All Work and No Play

On this one-hundred-and-something-ish day of being a virtual school teacher’s assistant, IT support, lunch lady, PE Coach, and Dad I’m finding myself talking more and more to myself. The virtual teacher’s lounge has become the safe space in the house (er… school) between classroom meltdowns to pour another cup of Mother’s Little Helper from the coffee pot and gossip about the day. I can get the other teachers chuckling during our coffee breaks as I ramble, sometimes coherently but increasingly not so much, about overcrowded classrooms, why we should bring back the long-abandoned Presidential Physical Fitness Challenge and the struggles of maintaining a diversified yet nutritious cafeteria.

Can you believe it? I had this one kid today. Well, the same one as yesterday. They’re all just so needy. “The internet is glitchy.” They say. “The laptop battery won’t hold a charge. We’re out of toilet paper. Sandwich and grapes… Again.”

My teachers silently agree with me. I see them smiling. That may be my reflection. I need to call the superintendent and have them clean the windows. (Okay Google. Set an alarm to call me about cleaning the windows.)

Occasionally a peer will interrupt, “Actually, I was just calling to give you information about your car’s extended warranty.”

“Go on, I have all day good sir.” I offer. “I lease my vehicle but surely there is something we can work out here. Fire at will with your plan.”

“I’ll remove you from our list. Thank you for your time.”

The line is quiet now but that’s no worry. More time to talk about me. Ah, silence. Now that he is gone, where was I. And Covid. No Price is Right!

But realizing I’m talking to robots is not nearly as dreary as when I catch him on an after-school video game break talking to himself like his old man does. Like lockdown Father… like Son.

I mean, I’m a grown-up. I’ve been talking to real people my whole life… Time for a break. But, he has a whole life ahead yet. You run out of words when it’s one-sided. So I’ve learned. I’ve told myself that joke before.

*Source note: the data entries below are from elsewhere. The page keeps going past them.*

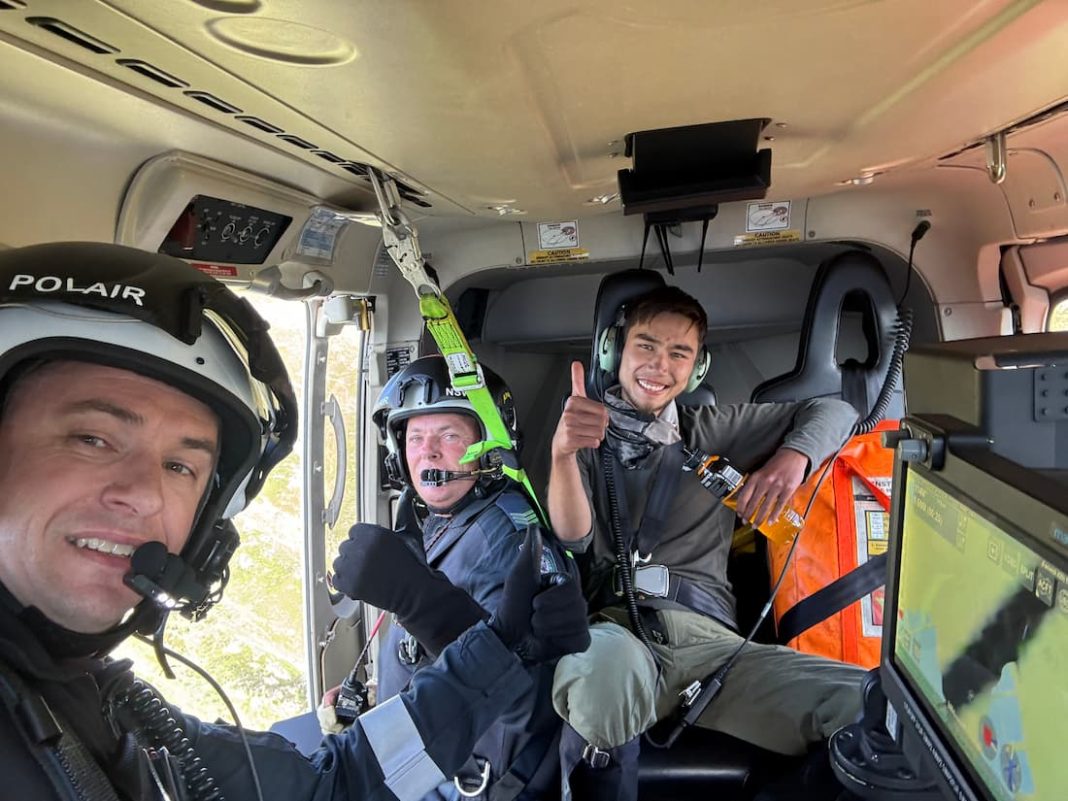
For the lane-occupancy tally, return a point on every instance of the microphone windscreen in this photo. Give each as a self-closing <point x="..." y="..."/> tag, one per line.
<point x="150" y="560"/>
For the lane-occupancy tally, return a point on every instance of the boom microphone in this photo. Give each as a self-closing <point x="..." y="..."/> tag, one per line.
<point x="163" y="577"/>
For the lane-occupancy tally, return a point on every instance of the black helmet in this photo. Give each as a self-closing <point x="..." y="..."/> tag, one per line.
<point x="424" y="388"/>
<point x="157" y="316"/>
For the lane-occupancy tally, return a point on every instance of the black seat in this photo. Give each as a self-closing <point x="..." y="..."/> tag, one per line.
<point x="852" y="281"/>
<point x="704" y="395"/>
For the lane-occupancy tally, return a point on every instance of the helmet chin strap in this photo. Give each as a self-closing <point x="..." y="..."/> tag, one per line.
<point x="436" y="477"/>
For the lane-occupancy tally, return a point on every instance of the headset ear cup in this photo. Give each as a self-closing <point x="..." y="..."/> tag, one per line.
<point x="700" y="368"/>
<point x="607" y="356"/>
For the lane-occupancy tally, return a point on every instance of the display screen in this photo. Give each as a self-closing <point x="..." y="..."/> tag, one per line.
<point x="982" y="635"/>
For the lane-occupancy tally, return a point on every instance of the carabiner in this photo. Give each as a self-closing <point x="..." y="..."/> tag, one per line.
<point x="482" y="785"/>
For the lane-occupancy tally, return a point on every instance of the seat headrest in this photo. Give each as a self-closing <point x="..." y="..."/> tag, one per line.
<point x="851" y="281"/>
<point x="615" y="291"/>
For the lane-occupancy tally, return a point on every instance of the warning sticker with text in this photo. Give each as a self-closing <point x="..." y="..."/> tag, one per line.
<point x="558" y="256"/>
<point x="767" y="237"/>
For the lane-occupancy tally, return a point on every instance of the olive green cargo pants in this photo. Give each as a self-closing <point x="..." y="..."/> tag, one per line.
<point x="774" y="696"/>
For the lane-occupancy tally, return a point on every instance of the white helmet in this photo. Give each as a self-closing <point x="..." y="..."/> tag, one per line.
<point x="159" y="317"/>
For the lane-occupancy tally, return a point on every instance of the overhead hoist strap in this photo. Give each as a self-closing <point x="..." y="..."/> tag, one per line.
<point x="402" y="242"/>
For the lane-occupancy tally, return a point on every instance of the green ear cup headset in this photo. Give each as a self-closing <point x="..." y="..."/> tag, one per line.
<point x="610" y="352"/>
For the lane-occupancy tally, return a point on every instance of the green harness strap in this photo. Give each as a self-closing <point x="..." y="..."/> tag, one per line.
<point x="401" y="240"/>
<point x="466" y="377"/>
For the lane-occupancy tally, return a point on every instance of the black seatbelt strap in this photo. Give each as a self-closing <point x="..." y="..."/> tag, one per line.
<point x="661" y="493"/>
<point x="833" y="598"/>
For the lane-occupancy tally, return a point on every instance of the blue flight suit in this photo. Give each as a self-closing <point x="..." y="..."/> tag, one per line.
<point x="475" y="547"/>
<point x="398" y="750"/>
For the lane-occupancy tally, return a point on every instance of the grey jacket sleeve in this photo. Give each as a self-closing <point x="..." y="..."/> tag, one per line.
<point x="750" y="434"/>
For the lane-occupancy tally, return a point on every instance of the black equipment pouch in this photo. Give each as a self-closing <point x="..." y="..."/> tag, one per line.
<point x="63" y="758"/>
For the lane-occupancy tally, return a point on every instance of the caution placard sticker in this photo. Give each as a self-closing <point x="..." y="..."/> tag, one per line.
<point x="763" y="216"/>
<point x="558" y="235"/>
<point x="558" y="256"/>
<point x="216" y="270"/>
<point x="767" y="237"/>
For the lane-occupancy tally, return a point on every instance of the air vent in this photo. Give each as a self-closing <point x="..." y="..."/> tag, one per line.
<point x="215" y="103"/>
<point x="263" y="125"/>
<point x="405" y="189"/>
<point x="72" y="34"/>
<point x="414" y="200"/>
<point x="143" y="67"/>
<point x="297" y="141"/>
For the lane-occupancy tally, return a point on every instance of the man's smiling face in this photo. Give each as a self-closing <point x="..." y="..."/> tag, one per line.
<point x="657" y="361"/>
<point x="95" y="461"/>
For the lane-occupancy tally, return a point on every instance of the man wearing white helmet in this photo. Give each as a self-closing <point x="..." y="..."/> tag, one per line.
<point x="142" y="407"/>
<point x="467" y="520"/>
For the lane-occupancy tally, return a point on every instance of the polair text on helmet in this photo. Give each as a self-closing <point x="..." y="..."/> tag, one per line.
<point x="55" y="283"/>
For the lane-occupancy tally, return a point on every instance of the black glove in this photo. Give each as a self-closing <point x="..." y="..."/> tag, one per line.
<point x="540" y="617"/>
<point x="376" y="565"/>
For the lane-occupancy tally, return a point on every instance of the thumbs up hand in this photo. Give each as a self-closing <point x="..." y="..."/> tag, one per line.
<point x="583" y="421"/>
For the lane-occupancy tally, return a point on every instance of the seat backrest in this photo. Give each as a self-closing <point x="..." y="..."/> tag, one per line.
<point x="850" y="281"/>
<point x="615" y="291"/>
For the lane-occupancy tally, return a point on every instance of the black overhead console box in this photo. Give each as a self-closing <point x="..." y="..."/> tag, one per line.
<point x="686" y="172"/>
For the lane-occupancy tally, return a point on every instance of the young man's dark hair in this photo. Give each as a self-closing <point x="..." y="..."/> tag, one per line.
<point x="664" y="300"/>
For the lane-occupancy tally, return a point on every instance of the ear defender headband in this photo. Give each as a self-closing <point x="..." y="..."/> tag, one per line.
<point x="610" y="352"/>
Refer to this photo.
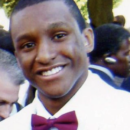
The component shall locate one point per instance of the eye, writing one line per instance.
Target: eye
(29, 45)
(59, 36)
(2, 103)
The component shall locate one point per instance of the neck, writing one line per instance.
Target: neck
(53, 105)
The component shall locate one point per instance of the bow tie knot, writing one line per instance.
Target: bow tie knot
(66, 121)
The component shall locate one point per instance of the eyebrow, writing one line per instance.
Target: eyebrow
(22, 37)
(50, 26)
(56, 25)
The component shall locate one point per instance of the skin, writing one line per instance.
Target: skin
(49, 39)
(122, 66)
(8, 95)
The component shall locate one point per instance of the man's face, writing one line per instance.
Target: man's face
(8, 96)
(50, 48)
(122, 67)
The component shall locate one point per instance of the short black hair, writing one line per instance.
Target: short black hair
(6, 43)
(8, 65)
(74, 10)
(108, 39)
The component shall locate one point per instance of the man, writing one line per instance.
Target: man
(51, 41)
(111, 55)
(10, 80)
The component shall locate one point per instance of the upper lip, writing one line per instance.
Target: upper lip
(43, 69)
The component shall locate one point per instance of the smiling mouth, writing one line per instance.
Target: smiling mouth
(52, 71)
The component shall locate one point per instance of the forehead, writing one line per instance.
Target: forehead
(41, 14)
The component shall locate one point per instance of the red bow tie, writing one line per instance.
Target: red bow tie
(66, 121)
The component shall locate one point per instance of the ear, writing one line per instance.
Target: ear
(88, 39)
(17, 59)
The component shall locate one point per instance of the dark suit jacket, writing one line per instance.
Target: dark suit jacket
(126, 84)
(105, 77)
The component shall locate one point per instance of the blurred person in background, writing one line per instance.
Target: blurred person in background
(111, 55)
(11, 78)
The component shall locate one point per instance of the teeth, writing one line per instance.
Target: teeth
(53, 71)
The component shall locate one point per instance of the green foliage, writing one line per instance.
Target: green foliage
(82, 4)
(8, 6)
(116, 3)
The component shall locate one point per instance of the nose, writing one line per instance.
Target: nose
(5, 112)
(45, 53)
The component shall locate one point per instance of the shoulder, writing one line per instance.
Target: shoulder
(19, 121)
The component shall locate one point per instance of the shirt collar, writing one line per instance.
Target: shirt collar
(103, 69)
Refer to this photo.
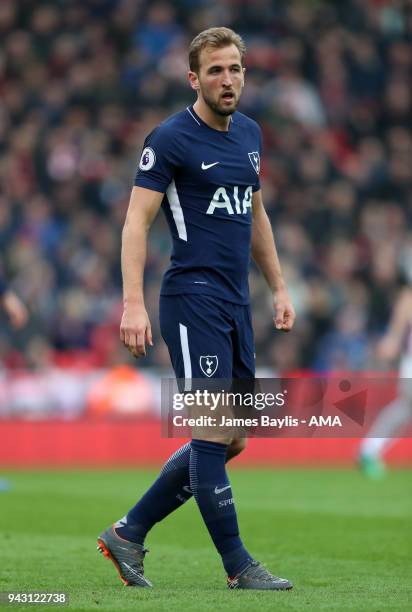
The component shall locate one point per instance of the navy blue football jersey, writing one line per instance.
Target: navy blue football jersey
(208, 178)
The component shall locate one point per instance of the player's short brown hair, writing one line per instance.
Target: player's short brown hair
(215, 38)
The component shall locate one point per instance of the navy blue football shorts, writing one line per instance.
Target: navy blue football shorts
(207, 337)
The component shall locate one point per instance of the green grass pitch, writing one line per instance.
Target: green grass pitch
(345, 542)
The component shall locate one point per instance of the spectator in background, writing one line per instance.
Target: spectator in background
(12, 306)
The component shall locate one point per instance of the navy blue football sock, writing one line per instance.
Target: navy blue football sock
(212, 491)
(168, 492)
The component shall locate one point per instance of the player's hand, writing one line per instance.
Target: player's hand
(15, 309)
(387, 348)
(135, 329)
(284, 312)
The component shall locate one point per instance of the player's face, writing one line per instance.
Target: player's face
(220, 79)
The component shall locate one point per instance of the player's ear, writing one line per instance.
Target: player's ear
(193, 80)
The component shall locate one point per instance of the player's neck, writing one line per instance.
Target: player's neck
(213, 120)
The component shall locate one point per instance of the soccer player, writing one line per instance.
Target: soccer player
(202, 166)
(398, 414)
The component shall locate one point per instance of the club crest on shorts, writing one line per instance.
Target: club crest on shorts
(255, 160)
(208, 364)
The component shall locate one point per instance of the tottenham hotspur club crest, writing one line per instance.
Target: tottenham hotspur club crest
(255, 160)
(148, 159)
(208, 364)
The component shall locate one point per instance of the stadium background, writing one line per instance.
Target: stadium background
(81, 84)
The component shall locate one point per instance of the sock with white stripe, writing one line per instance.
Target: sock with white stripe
(212, 491)
(168, 492)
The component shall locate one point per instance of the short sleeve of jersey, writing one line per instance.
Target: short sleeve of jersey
(256, 186)
(159, 160)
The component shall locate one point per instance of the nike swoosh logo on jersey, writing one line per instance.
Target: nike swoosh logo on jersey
(217, 491)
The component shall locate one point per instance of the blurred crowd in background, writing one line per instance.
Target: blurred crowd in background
(81, 85)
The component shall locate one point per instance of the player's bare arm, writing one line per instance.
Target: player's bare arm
(391, 344)
(135, 328)
(265, 256)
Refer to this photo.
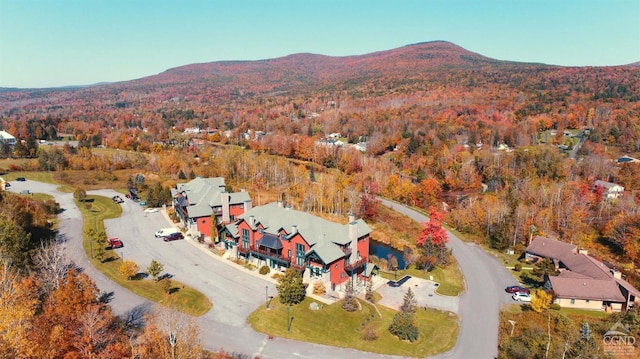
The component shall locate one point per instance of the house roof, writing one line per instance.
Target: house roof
(275, 218)
(327, 251)
(605, 184)
(270, 241)
(550, 248)
(585, 276)
(585, 288)
(202, 194)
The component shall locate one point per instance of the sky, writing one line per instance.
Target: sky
(51, 43)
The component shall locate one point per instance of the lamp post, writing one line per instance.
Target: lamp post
(289, 320)
(173, 340)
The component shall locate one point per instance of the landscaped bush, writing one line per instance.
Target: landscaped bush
(264, 270)
(318, 288)
(370, 333)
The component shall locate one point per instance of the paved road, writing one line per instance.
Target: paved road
(235, 293)
(479, 306)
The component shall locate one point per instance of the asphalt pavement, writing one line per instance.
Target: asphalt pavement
(235, 293)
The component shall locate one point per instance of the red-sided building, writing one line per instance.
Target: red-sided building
(199, 201)
(282, 237)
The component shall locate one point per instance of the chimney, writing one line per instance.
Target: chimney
(353, 236)
(224, 200)
(616, 274)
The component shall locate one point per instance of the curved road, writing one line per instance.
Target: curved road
(480, 304)
(235, 293)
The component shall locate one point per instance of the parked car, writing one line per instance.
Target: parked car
(166, 231)
(521, 297)
(115, 243)
(173, 237)
(516, 289)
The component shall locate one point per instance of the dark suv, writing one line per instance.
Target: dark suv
(173, 237)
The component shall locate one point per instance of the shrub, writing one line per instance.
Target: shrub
(318, 288)
(264, 270)
(518, 267)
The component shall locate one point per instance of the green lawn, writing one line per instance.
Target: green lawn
(184, 298)
(450, 278)
(331, 325)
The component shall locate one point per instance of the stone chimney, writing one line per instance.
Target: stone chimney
(616, 274)
(224, 200)
(353, 236)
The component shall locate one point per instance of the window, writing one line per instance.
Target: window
(299, 254)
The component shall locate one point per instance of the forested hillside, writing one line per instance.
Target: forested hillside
(513, 149)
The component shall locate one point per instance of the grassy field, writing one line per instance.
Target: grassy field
(450, 278)
(183, 298)
(438, 330)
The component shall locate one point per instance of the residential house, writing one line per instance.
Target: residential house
(281, 237)
(584, 282)
(7, 138)
(198, 202)
(611, 190)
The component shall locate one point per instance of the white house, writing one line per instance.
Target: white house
(611, 190)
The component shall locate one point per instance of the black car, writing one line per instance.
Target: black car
(173, 237)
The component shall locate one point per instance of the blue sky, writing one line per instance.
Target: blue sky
(47, 43)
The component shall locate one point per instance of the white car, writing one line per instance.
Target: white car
(521, 297)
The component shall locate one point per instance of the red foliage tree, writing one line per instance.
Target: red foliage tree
(432, 231)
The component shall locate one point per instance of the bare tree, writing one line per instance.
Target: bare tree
(53, 262)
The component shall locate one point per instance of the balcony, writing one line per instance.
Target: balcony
(357, 264)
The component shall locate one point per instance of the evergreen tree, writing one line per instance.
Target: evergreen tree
(349, 303)
(404, 325)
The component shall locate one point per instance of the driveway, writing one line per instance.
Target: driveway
(424, 292)
(235, 293)
(486, 278)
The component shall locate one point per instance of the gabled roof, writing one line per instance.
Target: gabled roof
(605, 184)
(550, 248)
(327, 251)
(586, 288)
(322, 236)
(203, 194)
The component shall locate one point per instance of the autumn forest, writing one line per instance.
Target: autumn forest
(506, 150)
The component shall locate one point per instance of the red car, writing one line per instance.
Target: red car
(173, 237)
(517, 289)
(115, 243)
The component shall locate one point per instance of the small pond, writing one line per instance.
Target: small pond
(385, 251)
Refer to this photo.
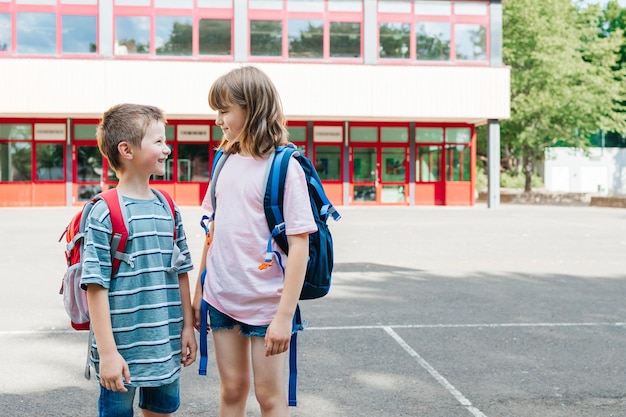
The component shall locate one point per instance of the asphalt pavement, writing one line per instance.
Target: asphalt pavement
(434, 311)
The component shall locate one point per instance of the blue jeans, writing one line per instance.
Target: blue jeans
(164, 399)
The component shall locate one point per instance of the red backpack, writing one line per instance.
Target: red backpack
(74, 297)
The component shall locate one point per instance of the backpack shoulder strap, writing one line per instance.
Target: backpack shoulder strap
(119, 228)
(275, 191)
(316, 189)
(218, 162)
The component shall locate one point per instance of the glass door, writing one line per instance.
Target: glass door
(393, 179)
(365, 170)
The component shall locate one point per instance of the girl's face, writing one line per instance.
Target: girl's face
(231, 119)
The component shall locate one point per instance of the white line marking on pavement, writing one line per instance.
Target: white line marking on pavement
(433, 372)
(394, 326)
(461, 326)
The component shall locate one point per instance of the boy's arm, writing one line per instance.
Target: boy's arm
(189, 346)
(279, 331)
(113, 368)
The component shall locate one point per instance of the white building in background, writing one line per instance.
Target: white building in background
(597, 170)
(384, 95)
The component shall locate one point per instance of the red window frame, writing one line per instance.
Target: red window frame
(59, 10)
(196, 13)
(327, 16)
(452, 18)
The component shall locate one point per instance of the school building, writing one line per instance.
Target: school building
(384, 96)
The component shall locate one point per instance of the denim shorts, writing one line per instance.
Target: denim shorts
(164, 399)
(219, 320)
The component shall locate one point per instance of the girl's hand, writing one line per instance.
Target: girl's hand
(278, 336)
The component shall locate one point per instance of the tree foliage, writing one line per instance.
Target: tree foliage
(566, 81)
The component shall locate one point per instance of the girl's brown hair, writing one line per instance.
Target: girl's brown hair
(125, 123)
(252, 90)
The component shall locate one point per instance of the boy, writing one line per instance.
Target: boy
(141, 316)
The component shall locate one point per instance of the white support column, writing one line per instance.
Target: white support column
(493, 158)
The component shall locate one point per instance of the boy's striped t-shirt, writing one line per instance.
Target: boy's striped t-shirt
(146, 310)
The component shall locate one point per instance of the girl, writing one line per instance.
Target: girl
(251, 310)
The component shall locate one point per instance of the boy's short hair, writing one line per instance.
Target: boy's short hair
(125, 123)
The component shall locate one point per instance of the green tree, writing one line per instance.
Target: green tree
(565, 82)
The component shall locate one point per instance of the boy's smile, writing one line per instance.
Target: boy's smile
(154, 150)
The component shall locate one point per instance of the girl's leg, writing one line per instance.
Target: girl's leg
(232, 354)
(269, 380)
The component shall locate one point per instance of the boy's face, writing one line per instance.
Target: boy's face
(231, 120)
(150, 159)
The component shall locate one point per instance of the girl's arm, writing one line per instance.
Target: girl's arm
(113, 368)
(279, 331)
(197, 297)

So he is ten years old. He’s online, playing a game with friends or virtual friends (one and the same these days) and laughing and chatting and sharing stories and I’m so happy he’s interacting with someone other than his father as it’s just him and I all day every day these days while my wife works and then I find him… With no headset on! 

He’s playing. He’s talking. I assume someone is answering the other half of the conservation and filling in the blanks in the story as the pauses are perfectly timed… But I realize he may not even be playing an online cooperative game after all! He could be talking to a Minecraft creeper. But, who hasn’t these days and I guess a creeper is animate at least. Which is something better than talking to a Lego brick or a blanket or the robot vacuum.

Don’t judge. Miss. Knockoff Roomba has been very kind to me.

But I’ve had many lopsided conversations on single-player Minecraft of late. So who am I to worry? I tend to my world and grow my crops and have had some very engaging conversations with my villagers about the state of the economy, politics, and the future of home automation. They agree that when the Robots become self-aware they will be much more engaging. Conversations with them will be exceptionally healthier than the debates I’ve had on Facebook about driving cars and the bungling nature of our current administration’s response to the Covid crisis. Miss Knockoff Roomba spins and dances at my suggestions. No angry emoji faces from her.

And then comes lunch and I’m in charge again. I’ve come to appreciate the sadistic joy the lunch staff must have had during my Catholic grade school days as they ladled out the Sloppy Joes with so much vigor the bun couldn’t handle the weight of the routineness or as they so lovingly slapped a slab of Steakumm on the roll like they were sending us out to pasture with a spank on the hindquarters and a blown kiss to say, “My day is done with you. Eat your meal and off I go… for tomorrow we will do this again. There will be more of the same as today. Except for Friday when it’s the leftover day!”

But the part of the day is recess. It’s just the two of us. Pupil and Teacher. Father and Son. Barriers are down and we throw a football or take a walk. We keep each other in check as we talk about learning math for the first time again. Or the second time for me.

It does feel like we are making memories that we will have forever.